NetBSD Problem Report #59808

From www@netbsd.org  Sun Nov 30 11:32:15 2025
Return-Path: <www@netbsd.org>
Received: from mail.netbsd.org (mail.netbsd.org [199.233.217.200])
	(using TLSv1.3 with cipher TLS_AES_256_GCM_SHA384 (256/256 bits)
	 key-exchange X25519 server-signature RSA-PSS (2048 bits)
	 client-signature RSA-PSS (2048 bits))
	(Client CN "mail.NetBSD.org", Issuer "mail.NetBSD.org CA" (not verified))
	by mollari.NetBSD.org (Postfix) with ESMTPS id 447081A9239
	for <gnats-bugs@gnats.NetBSD.org>; Sun, 30 Nov 2025 11:32:15 +0000 (UTC)
Message-Id: <20251130113214.482431A923A@mollari.NetBSD.org>
Date: Sun, 30 Nov 2025 11:32:14 +0000 (UTC)
From: twaldmann@thinkmo.de
Reply-To: twaldmann@thinkmo.de
To: gnats-bugs@NetBSD.org
Subject: random python3 process crashes in NetBSD VMs
X-Send-Pr-Version: www-1.0

>Number:         59808
>Notify-List:    riastradh@NetBSD.org
>Category:       pkg
>Synopsis:       random python3 process crashes in NetBSD VMs
>Confidential:   no
>Severity:       serious
>Priority:       medium
>Responsible:    port-amd64-maintainer
>State:          open
>Class:          sw-bug
>Submitter-Id:   net
>Arrival-Date:   Sun Nov 30 11:35:00 +0000 2025
>Closed-Date:    
>Last-Modified:  Tue Jan 20 11:28:08 +0000 2026
>Originator:     Thomas Waldmann
>Release:        10.1
>Organization:
borgbackup.org
>Environment:
>Description:
We are seeing frequent Python3 process crashes only in NetBSD VMs. The same testsuite never has any such gw process crashes on Linux, macOS (not in a VM) or OpenBSD, FreeBSD or Haiku (running in same kind of VM).

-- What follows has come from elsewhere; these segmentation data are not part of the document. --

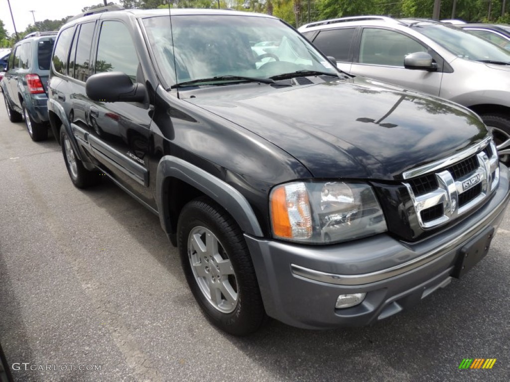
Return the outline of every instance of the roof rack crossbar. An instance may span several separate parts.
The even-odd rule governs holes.
[[[323,21],[317,21],[316,22],[311,22],[303,26],[309,28],[312,26],[318,26],[321,25],[327,25],[328,24],[336,24],[339,22],[348,22],[349,21],[363,21],[371,20],[380,20],[381,21],[388,21],[399,23],[399,21],[394,18],[392,18],[387,16],[352,16],[348,17],[340,17],[339,18],[334,18],[329,20],[325,20]]]
[[[93,9],[90,9],[87,12],[84,12],[83,13],[79,13],[75,16],[73,16],[67,20],[67,22],[72,21],[73,20],[75,20],[77,18],[80,18],[80,17],[83,17],[85,16],[90,16],[90,15],[94,15],[96,13],[101,13],[104,12],[109,12],[110,11],[121,11],[125,8],[122,6],[118,5],[118,4],[114,4],[113,5],[109,5],[107,7],[100,7],[98,8],[94,8]]]

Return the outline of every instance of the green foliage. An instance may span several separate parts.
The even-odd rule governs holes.
[[[292,0],[287,2],[273,1],[273,16],[285,20],[295,26],[296,17],[294,14],[294,4]]]
[[[19,38],[22,38],[21,37],[22,35],[23,36],[24,36],[29,33],[31,33],[33,32],[52,32],[54,31],[58,31],[60,29],[60,27],[66,23],[67,19],[70,17],[70,16],[68,16],[60,20],[48,20],[46,19],[43,21],[36,21],[35,25],[31,24],[27,27],[27,29],[23,32],[19,34]]]
[[[115,3],[113,2],[110,2],[110,3],[107,3],[107,4],[108,5],[113,5]],[[95,5],[91,5],[90,7],[85,7],[82,9],[82,12],[87,12],[87,11],[90,11],[91,9],[95,9],[96,8],[100,8],[101,7],[105,6],[104,2],[101,3],[99,4],[96,4]]]

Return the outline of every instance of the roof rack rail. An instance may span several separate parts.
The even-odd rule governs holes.
[[[311,22],[310,24],[306,24],[303,25],[303,28],[309,28],[312,26],[318,26],[321,25],[327,25],[328,24],[336,24],[339,22],[348,22],[349,21],[365,21],[379,20],[381,21],[388,21],[395,23],[400,23],[398,20],[392,18],[387,16],[353,16],[348,17],[340,17],[340,18],[333,18],[329,20],[324,20],[323,21],[316,21]]]
[[[84,12],[83,13],[79,13],[75,16],[73,16],[67,20],[67,22],[72,21],[73,20],[75,20],[77,18],[80,18],[80,17],[83,17],[84,16],[89,16],[90,15],[94,15],[96,13],[101,13],[104,12],[109,12],[110,11],[121,11],[123,9],[125,9],[122,6],[118,5],[117,4],[114,4],[113,5],[109,5],[107,7],[100,7],[98,8],[94,8],[93,9],[90,9],[87,12]]]
[[[32,33],[29,33],[27,36],[23,38],[23,39],[30,38],[30,37],[39,37],[42,36],[55,36],[58,33],[58,31],[53,31],[52,32],[35,32]]]

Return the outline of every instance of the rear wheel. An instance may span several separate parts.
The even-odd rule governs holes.
[[[43,124],[34,122],[28,110],[27,110],[24,102],[23,102],[21,107],[23,109],[23,117],[25,120],[25,124],[27,125],[27,130],[28,130],[29,134],[32,141],[37,142],[47,139],[47,126]]]
[[[60,129],[60,142],[65,166],[73,184],[79,188],[85,188],[98,183],[101,180],[99,173],[89,171],[84,167],[82,161],[76,156],[71,141],[63,128]]]
[[[23,119],[23,117],[21,117],[21,114],[17,112],[15,112],[9,106],[6,94],[4,94],[4,100],[5,101],[5,108],[7,109],[7,116],[9,117],[9,120],[11,122],[21,122]]]
[[[207,198],[185,206],[177,241],[183,268],[207,318],[237,336],[257,331],[266,317],[255,270],[234,219]]]
[[[500,161],[510,165],[510,118],[501,114],[485,114],[481,119],[492,133]]]

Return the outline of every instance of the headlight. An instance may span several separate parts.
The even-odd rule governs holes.
[[[273,236],[309,243],[338,242],[387,230],[370,186],[355,182],[293,182],[269,196]]]

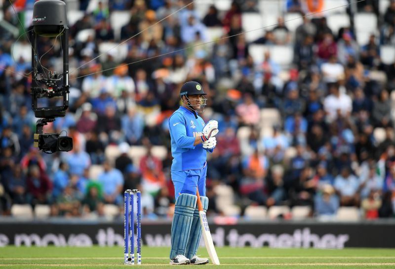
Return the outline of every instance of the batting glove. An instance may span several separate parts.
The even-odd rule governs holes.
[[[210,137],[208,140],[203,142],[203,148],[204,149],[211,149],[217,145],[217,139],[214,137]]]
[[[200,136],[203,142],[208,140],[210,137],[215,136],[218,133],[218,122],[214,120],[209,121],[203,128],[203,135]]]

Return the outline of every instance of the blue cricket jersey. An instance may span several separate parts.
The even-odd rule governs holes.
[[[175,171],[194,170],[204,167],[207,152],[201,144],[194,146],[195,137],[202,135],[205,124],[200,117],[180,106],[169,119],[173,163]]]

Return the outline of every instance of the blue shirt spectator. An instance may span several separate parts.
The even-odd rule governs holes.
[[[348,168],[343,168],[340,175],[335,179],[334,185],[342,196],[352,196],[356,193],[359,181],[356,177],[350,174]]]
[[[144,127],[144,119],[135,108],[129,108],[127,115],[122,117],[121,124],[122,131],[129,143],[135,144],[141,140]]]
[[[317,193],[314,199],[314,205],[318,217],[334,216],[340,206],[339,197],[334,193],[333,187],[325,185],[322,193]]]
[[[60,195],[69,184],[69,169],[66,163],[60,163],[59,170],[53,175],[52,197],[55,199]]]
[[[103,164],[104,171],[98,178],[103,187],[104,200],[106,203],[120,204],[122,202],[121,195],[123,187],[123,177],[120,171],[111,167],[108,161]]]
[[[66,161],[73,174],[81,176],[83,171],[90,166],[90,158],[89,154],[82,151],[78,144],[74,145],[74,149],[67,157]]]

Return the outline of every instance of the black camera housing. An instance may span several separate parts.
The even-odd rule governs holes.
[[[73,149],[73,139],[69,136],[61,136],[59,134],[43,134],[43,127],[52,122],[55,118],[64,117],[69,107],[69,28],[66,3],[61,0],[40,0],[33,7],[31,32],[32,44],[32,108],[36,118],[40,119],[36,124],[34,146],[46,153],[56,151],[69,151]],[[49,71],[48,74],[40,73],[38,67],[41,66],[37,52],[38,36],[60,38],[63,52],[63,70],[60,74]],[[40,98],[58,98],[61,99],[55,105],[39,107]],[[55,100],[56,101],[56,100]]]
[[[73,138],[59,134],[35,134],[34,145],[46,153],[70,151],[73,149]]]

Currently, this happens on GitHub actions runner machines (VMs based on Linux + kvm), but I have seen the same thing also on local Linux + virtualbox VMs with NetBSD.

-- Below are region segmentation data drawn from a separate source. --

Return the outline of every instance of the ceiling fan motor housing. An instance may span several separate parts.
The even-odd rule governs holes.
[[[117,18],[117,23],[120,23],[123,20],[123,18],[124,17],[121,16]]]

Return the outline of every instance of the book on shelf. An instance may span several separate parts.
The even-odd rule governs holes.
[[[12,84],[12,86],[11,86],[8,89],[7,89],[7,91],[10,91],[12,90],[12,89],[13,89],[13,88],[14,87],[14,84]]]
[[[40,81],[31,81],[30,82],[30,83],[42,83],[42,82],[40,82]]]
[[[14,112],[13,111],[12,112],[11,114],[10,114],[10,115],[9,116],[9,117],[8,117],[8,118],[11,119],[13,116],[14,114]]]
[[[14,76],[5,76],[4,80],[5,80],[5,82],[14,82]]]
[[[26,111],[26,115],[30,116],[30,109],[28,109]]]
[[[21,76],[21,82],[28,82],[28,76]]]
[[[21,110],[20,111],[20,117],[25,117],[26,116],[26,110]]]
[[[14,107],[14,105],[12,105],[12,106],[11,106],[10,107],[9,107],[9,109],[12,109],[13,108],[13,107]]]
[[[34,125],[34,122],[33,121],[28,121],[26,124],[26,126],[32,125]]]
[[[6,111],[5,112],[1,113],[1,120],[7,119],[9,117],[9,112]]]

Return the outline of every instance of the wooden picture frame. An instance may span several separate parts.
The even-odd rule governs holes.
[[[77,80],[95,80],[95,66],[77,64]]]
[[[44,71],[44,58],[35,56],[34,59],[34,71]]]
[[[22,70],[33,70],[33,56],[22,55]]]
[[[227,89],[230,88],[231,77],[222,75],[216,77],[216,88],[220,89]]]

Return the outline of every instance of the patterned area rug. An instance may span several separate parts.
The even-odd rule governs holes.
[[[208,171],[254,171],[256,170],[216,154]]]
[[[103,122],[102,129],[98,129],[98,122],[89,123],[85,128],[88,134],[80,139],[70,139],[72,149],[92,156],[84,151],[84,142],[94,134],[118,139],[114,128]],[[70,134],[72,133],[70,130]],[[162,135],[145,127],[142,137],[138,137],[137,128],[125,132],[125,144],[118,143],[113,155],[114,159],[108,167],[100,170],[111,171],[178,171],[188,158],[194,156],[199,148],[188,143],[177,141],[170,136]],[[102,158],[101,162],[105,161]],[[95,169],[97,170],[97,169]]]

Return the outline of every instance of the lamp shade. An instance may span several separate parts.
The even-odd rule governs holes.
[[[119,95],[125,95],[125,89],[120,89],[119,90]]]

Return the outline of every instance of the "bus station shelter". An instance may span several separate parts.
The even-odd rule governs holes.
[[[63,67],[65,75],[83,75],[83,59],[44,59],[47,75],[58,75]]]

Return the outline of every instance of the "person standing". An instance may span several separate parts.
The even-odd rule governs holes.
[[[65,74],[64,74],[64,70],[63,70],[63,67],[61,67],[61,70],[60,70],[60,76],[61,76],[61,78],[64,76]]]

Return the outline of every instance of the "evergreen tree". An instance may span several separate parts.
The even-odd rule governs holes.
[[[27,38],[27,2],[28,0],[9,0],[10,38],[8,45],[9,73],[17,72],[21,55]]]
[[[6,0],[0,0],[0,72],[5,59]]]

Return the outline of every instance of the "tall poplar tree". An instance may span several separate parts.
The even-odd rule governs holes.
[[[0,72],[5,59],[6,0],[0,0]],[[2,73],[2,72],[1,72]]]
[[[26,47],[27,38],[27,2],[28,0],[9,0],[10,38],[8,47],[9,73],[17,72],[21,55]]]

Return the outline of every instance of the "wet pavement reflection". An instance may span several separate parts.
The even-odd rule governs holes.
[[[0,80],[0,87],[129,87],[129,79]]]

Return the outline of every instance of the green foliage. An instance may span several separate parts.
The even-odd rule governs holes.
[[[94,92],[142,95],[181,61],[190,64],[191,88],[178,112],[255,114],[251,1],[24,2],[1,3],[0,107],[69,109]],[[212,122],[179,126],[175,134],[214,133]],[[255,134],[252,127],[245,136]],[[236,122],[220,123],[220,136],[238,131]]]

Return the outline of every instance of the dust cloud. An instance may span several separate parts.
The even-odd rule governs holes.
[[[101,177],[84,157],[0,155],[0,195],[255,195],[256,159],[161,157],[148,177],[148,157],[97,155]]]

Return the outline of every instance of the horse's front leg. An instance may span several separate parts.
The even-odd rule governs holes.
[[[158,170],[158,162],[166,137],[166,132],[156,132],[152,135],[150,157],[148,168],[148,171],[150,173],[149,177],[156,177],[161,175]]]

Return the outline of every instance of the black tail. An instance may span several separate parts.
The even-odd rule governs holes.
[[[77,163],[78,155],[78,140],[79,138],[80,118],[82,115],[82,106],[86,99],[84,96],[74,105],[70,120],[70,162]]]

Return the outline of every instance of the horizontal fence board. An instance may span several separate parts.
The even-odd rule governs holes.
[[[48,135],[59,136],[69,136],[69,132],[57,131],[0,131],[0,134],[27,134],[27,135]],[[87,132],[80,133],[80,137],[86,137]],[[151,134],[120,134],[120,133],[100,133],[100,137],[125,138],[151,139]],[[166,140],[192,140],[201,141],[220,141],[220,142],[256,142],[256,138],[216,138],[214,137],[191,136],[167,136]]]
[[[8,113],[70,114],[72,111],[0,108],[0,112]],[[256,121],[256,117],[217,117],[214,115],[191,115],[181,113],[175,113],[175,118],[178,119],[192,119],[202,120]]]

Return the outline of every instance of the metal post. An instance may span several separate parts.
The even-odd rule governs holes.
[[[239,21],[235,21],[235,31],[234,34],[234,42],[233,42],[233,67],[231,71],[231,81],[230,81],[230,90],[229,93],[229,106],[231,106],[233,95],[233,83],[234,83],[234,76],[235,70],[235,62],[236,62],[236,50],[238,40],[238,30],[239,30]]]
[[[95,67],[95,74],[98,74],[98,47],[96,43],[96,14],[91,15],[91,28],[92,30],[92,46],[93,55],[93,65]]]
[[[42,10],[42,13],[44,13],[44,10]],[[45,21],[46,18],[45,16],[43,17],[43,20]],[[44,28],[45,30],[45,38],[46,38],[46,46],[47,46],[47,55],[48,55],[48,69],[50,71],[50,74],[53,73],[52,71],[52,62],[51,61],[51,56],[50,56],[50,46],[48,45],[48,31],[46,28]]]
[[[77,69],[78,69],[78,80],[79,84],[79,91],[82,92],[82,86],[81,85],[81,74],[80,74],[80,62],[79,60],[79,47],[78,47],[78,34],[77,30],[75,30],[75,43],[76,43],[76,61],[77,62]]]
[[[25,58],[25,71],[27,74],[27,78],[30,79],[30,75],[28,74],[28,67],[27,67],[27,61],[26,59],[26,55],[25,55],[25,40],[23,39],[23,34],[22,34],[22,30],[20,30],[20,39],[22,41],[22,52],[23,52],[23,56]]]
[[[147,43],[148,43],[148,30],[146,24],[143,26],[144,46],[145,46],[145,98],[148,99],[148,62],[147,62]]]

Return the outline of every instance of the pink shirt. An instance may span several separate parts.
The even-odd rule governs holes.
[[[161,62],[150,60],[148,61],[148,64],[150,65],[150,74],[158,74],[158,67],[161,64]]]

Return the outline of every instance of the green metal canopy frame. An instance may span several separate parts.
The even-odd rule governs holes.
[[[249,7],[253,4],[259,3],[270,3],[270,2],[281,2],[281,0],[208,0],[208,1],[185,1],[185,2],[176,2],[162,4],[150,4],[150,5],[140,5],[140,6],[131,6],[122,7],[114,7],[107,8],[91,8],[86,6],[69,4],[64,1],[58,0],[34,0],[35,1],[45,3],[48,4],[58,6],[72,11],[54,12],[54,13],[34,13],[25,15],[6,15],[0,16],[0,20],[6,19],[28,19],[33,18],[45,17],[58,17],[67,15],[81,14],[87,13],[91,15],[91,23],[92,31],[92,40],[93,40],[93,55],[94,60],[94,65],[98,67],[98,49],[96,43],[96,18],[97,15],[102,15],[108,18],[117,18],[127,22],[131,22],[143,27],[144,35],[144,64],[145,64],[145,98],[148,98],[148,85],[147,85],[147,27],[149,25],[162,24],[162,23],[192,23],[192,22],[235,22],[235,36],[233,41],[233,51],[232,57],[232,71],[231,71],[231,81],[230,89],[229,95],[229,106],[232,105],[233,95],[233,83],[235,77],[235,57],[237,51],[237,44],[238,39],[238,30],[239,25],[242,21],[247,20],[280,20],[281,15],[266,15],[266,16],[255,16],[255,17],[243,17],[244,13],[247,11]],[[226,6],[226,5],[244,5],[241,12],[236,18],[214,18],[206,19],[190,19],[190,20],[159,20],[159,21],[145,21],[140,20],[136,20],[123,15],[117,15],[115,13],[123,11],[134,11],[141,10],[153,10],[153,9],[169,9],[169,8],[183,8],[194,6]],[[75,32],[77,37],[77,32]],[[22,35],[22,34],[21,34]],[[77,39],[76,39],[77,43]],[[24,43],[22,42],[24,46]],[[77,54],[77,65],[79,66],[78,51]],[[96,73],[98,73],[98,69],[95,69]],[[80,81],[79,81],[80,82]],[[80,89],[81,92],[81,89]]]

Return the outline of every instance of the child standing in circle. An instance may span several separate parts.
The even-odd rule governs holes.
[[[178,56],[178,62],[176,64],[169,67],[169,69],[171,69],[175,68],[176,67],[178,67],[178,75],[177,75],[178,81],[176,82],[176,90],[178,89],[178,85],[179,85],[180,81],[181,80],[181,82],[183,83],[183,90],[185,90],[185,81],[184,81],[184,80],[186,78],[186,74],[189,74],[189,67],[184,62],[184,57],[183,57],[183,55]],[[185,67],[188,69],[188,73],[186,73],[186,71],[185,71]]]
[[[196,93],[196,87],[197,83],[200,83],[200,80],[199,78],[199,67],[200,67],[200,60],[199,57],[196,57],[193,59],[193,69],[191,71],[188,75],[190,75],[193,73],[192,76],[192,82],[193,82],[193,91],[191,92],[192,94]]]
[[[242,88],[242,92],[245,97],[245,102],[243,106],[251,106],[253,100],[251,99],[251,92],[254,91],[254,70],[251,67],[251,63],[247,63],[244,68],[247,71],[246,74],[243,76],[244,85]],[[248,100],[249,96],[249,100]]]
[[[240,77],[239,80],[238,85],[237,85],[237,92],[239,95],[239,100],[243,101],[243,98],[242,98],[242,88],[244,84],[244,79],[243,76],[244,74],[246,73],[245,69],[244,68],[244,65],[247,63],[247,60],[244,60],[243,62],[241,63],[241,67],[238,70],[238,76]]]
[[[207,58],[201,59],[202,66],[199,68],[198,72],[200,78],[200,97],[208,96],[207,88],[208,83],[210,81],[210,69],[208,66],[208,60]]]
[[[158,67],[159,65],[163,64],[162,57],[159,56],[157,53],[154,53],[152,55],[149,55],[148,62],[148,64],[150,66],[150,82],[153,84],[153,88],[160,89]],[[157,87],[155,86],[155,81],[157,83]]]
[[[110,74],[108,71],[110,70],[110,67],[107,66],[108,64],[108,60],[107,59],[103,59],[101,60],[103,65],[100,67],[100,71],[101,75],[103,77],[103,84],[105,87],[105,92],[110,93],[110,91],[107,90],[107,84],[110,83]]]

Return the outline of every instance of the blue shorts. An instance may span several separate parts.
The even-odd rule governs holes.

It happens now on 10.1, but I have also seen this on 9.x since a long time.

It crashes randomly in some unit tests, for example:

________________________ src/borg/testsuite/archiver.py ________________________
[gw0] netbsd10 -- Python 3.11.13 /home/runner/work/borg/borg/.tox/py311-none/bin/python
worker 'gw0' crashed while running 'src/borg/testsuite/archiver.py::ArchiverTestCase::test_extract_with_pattern'

>How-To-Repeat:
Run the borgbackup tox tests in a NetBSD VM (crashes are quite frequent, but might need multiple runs to see).

>Fix:

>Release-Note:

>Audit-Trail:

State-Changed-From-To: open->feedback
State-Changed-By: riastradh@NetBSD.org
State-Changed-When: Sun, 30 Nov 2025 14:00:57 +0000
State-Changed-Why:
What is the crash?  Is gw0 a process running that terminates on a
signal or something, or is gw0 a VM and the kernel crashes with some
console output, or what?  Is there any output you can share?  Is there
a core dump?


From: twaldmann@thinkmo.de
To: gnats-bugs@netbsd.org, port-amd64-maintainer@netbsd.org,
 pkgsrc-bugs@netbsd.org, gnats-admin@netbsd.org, riastradh@NetBSD.org,
 twaldmann@thinkmo.de
Cc: 
Subject: Re: pkg/59808 (random python3 process crashes in NetBSD VMs)
Date: Sun, 30 Nov 2025 16:59:09 +0100

 > What is the crash?  Is gw0 a process running that terminates on a
 > signal or something, or is gw0 a VM and the kernel crashes with some
 > console output, or what?

 That is an error message from a tox / pytest-xdist run. It's a python 
 based test runner that parallelizes by creating some python worker 
 processes (it calls them gwN) and then dispatches python tests to these 
 workers.

 So I suspect the gw process has crashed.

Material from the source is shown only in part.